Ministry of Education and Science, under the “Excellent Science” Programme, co-funded the following research project:
Project title: Infirmary of the Holy Spirit Hospital in Rome, 18th Century
Agreement No. DNM/SN/550557/2022
Amount of funding: 30,850.00 PLN
The Hospital of the Holy Spirit in Rome, founded in 1198 by Pope Innocent III and run by the Order of the Holy Spirit, was of fundamental importance for the development of hospital care in the Christian world. It served as a model for this type of institutions, consists of two facilities: a shelter (brefotrofium) for foundlings and an infirmary.
The first part, dealing with the shelter, was prepared by M. Surdacki in the form of books published in 1998 and 2000, in Polish and Italian versions.
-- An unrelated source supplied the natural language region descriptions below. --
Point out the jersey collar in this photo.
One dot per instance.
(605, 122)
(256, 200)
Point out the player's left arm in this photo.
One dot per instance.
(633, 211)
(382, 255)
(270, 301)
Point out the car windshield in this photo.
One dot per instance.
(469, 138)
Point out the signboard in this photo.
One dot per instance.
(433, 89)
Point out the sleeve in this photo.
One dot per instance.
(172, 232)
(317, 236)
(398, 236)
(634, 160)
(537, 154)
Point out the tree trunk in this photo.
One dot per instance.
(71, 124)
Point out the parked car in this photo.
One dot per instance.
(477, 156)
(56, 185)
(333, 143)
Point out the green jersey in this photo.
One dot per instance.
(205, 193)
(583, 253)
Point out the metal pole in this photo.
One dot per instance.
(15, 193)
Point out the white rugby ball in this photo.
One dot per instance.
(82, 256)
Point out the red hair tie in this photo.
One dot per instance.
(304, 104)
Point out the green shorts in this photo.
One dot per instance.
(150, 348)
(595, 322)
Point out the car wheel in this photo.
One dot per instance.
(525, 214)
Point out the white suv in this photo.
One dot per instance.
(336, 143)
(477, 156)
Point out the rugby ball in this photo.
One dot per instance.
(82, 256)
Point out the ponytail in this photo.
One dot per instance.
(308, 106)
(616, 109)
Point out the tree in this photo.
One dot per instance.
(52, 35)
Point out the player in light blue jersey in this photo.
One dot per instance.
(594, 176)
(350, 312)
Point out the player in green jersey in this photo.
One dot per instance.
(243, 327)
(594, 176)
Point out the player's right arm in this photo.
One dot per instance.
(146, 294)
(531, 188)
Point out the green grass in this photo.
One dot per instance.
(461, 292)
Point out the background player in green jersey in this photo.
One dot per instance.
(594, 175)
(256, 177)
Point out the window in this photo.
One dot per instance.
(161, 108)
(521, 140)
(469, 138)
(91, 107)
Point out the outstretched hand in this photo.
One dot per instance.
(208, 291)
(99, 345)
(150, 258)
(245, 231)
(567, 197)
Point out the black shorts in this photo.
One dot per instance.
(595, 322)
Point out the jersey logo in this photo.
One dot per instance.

The second part was written on the infirmary. This is the first comprehensive study of an institution important for all European culture. The work is based on rich, diverse archival material.
The monograph presents a multi-faceted picture of the Roman infirmary, presenting its internal structure, equipment, methods of treatment, medical procedures, drugs used and the etiology of diseases.
The most intriguing are the comprehensive analyses of the huge group of patients who, together with the patients of other Roman medical facilities, formed a kind of separate social class. The conclusions drawn from these analyses provide an insight into the level of sanitary hygiene in society and its standard of living.
It is fundamental to answer to what extent (as in the case of the shelter for foundlings) the Infirmary was medically avant-garde compared to other European hospitals, especially after the introduction of innovative 18th-century medical procedures and the establishment of new in-hospital institutions.